The Moti Daman Fort was built by the Portuguese in 1559 and the ramparts house a large number of cannons with inscriptions. The entire area is receiving a facelift with many beautification projects going on. Some of the heritage buildings are being renovated and modern facilities like walkways and public places are being set up. The Portuguese fort ruins is something that one can walk around and enjoy for over a day. Within the fort is the famous Church of Bom Jesus, the Chapel of Our Lady of Rosary and the Church of Our Lady of Remedies. The Daman Municipal Council Building is the oldest building inside the fort with the municipal council established in 1581. It is claimed to be the oldest municipal council in Asia. The present day Municipal Council functions from this superbly preserved 440 year old building.

One of the major tourist attractions within the fort is the lighthouse, which one can climb up to see lovely views of the sea, the Nani Daman Fort and the Daman Ganga River. It was closed due to the pandemic. It is said that it is worth watching the sunset from this location. I had much more to see and I tore myself away from there. The new jetty and the modern walkway are popular with locals, especially in the evenings.

The Administrator’s residence is undergoing massive renovation and its opulence can be gauged from the high walls that have been put up to keep prying eyes off. In the meantime, the Administrator has occupied the designated house of the Collector! While walking around the Bom Jesus Church I met Akbar, a uniformed constable on guard duty. He spied the Kerala registration car and came over to talk to me. Hailing from Lakshadweep, he said that he is on rotational duty in Daman. He gave me his number saying that I could call him up for assistance in Daman or Lakshadweep.
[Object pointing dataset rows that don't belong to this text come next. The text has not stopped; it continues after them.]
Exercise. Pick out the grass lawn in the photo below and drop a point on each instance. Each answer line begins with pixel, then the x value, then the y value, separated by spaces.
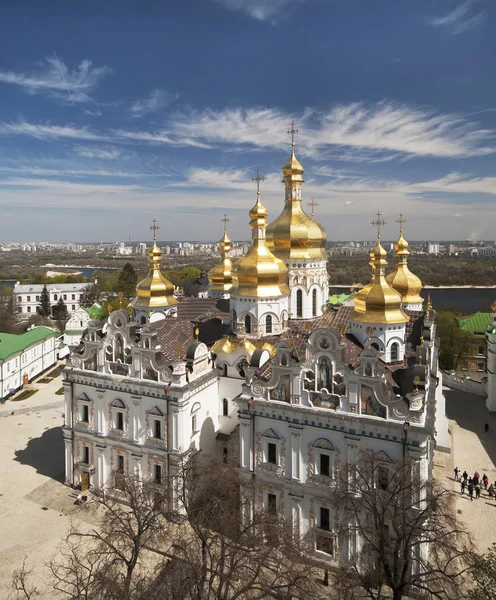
pixel 23 395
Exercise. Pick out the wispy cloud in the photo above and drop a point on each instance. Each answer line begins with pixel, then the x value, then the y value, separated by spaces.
pixel 261 10
pixel 54 78
pixel 378 132
pixel 49 132
pixel 155 101
pixel 460 19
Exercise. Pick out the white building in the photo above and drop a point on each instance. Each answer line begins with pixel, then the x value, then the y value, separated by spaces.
pixel 24 356
pixel 288 399
pixel 28 296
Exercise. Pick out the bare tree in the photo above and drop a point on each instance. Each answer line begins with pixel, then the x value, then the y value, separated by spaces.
pixel 21 585
pixel 406 536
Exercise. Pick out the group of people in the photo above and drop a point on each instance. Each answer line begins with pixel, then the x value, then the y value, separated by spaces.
pixel 474 484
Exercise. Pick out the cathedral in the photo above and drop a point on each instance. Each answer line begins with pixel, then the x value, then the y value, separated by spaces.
pixel 263 373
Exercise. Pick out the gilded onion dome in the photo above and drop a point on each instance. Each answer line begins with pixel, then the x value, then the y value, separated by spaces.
pixel 221 276
pixel 382 304
pixel 293 234
pixel 359 299
pixel 402 279
pixel 154 291
pixel 259 273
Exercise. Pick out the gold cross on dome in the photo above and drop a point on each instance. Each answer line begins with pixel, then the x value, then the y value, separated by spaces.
pixel 401 220
pixel 258 179
pixel 378 223
pixel 313 204
pixel 292 132
pixel 154 227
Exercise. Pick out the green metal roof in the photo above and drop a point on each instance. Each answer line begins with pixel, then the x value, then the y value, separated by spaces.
pixel 11 343
pixel 476 324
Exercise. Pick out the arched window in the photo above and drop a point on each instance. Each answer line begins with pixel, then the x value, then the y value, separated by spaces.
pixel 299 303
pixel 268 324
pixel 324 376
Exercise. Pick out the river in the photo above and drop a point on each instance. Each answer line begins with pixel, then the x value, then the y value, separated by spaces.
pixel 464 300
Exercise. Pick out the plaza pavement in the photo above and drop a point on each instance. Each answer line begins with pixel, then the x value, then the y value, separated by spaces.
pixel 36 509
pixel 472 450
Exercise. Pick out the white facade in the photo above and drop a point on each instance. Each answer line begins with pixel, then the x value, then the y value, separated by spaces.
pixel 28 296
pixel 34 357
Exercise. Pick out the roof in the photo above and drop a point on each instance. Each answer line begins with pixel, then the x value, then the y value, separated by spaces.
pixel 37 288
pixel 476 324
pixel 11 343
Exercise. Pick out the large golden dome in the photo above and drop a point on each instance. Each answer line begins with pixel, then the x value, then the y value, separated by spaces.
pixel 259 273
pixel 154 291
pixel 293 234
pixel 359 299
pixel 221 276
pixel 382 304
pixel 402 279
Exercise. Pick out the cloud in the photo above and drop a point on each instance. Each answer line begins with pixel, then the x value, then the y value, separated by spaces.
pixel 262 10
pixel 55 79
pixel 155 101
pixel 110 153
pixel 49 132
pixel 458 20
pixel 372 132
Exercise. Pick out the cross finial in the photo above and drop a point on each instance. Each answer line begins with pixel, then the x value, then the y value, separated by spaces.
pixel 258 179
pixel 225 220
pixel 292 132
pixel 313 204
pixel 401 220
pixel 378 223
pixel 154 227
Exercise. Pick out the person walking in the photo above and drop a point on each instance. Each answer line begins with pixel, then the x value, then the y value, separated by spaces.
pixel 471 491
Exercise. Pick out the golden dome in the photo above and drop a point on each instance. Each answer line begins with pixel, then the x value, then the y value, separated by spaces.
pixel 293 234
pixel 154 291
pixel 359 299
pixel 221 276
pixel 259 273
pixel 382 304
pixel 402 279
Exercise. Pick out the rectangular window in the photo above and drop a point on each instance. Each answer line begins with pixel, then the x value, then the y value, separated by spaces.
pixel 119 421
pixel 272 453
pixel 325 522
pixel 325 464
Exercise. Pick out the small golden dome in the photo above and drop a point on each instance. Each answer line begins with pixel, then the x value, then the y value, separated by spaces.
pixel 259 273
pixel 382 304
pixel 402 279
pixel 221 276
pixel 293 234
pixel 359 299
pixel 154 291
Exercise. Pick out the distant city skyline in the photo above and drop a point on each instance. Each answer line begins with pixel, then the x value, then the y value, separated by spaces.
pixel 117 114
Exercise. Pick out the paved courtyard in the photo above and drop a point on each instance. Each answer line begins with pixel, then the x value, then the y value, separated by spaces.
pixel 36 509
pixel 473 450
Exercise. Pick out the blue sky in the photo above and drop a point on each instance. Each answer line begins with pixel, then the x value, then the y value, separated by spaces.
pixel 113 113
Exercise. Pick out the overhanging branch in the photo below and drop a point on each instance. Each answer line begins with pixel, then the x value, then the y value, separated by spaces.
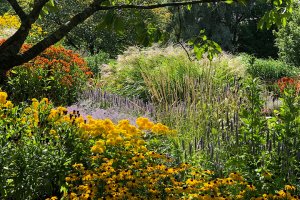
pixel 149 7
pixel 20 12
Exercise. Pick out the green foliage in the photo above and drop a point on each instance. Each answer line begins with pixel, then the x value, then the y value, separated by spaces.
pixel 111 32
pixel 95 61
pixel 269 70
pixel 233 27
pixel 5 7
pixel 136 66
pixel 37 151
pixel 287 39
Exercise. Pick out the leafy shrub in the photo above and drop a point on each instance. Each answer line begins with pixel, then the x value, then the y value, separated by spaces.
pixel 269 70
pixel 37 148
pixel 95 61
pixel 124 166
pixel 9 21
pixel 56 73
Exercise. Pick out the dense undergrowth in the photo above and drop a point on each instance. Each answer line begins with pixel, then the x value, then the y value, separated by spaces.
pixel 153 126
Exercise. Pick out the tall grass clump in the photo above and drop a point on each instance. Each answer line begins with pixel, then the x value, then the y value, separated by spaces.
pixel 126 77
pixel 101 104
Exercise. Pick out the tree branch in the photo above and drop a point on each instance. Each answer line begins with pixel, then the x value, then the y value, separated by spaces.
pixel 15 42
pixel 99 7
pixel 9 61
pixel 11 58
pixel 20 12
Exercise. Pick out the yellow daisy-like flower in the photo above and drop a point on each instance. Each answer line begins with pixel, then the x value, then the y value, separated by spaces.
pixel 290 187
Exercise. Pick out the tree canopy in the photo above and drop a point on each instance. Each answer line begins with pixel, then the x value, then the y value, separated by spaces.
pixel 112 19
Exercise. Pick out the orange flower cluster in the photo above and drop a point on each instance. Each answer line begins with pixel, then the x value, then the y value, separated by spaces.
pixel 55 70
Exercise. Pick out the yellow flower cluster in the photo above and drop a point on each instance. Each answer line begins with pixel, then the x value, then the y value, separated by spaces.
pixel 236 176
pixel 9 21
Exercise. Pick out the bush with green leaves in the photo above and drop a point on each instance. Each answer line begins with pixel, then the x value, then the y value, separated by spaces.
pixel 38 146
pixel 269 69
pixel 95 61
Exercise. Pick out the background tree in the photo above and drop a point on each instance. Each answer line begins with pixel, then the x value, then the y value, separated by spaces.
pixel 287 39
pixel 233 27
pixel 147 33
pixel 85 36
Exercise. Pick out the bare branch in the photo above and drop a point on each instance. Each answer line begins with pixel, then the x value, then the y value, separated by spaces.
pixel 20 12
pixel 38 6
pixel 14 43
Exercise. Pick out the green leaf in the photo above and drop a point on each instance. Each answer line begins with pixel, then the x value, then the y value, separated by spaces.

Back in the room I had a couple of pegs of rum and coke before going to the restaurant for dinner. While I was waiting for my biriyani dinner to be served I had a chat with some of the young staff of the hotel. Most of them were in their first job, totally raw and untrained. I was even annoyed at one of them for being so very disrespectful of me as a customer. While I suppose they understood that what I was only doing so in their interest, the Manager, D’Souza, understood the gravity of the situation and came over for a chat. He said that they anticipated water shortage overnight due to some pipeline work. He gave orders to the staff to keep a couple of buckets of water in my room for my morning ablutions. Besides, he also asked the chef to pack me a bread omelette breakfast as the kitchen would not be open at 7 am, when I intended to leave from the Hotel.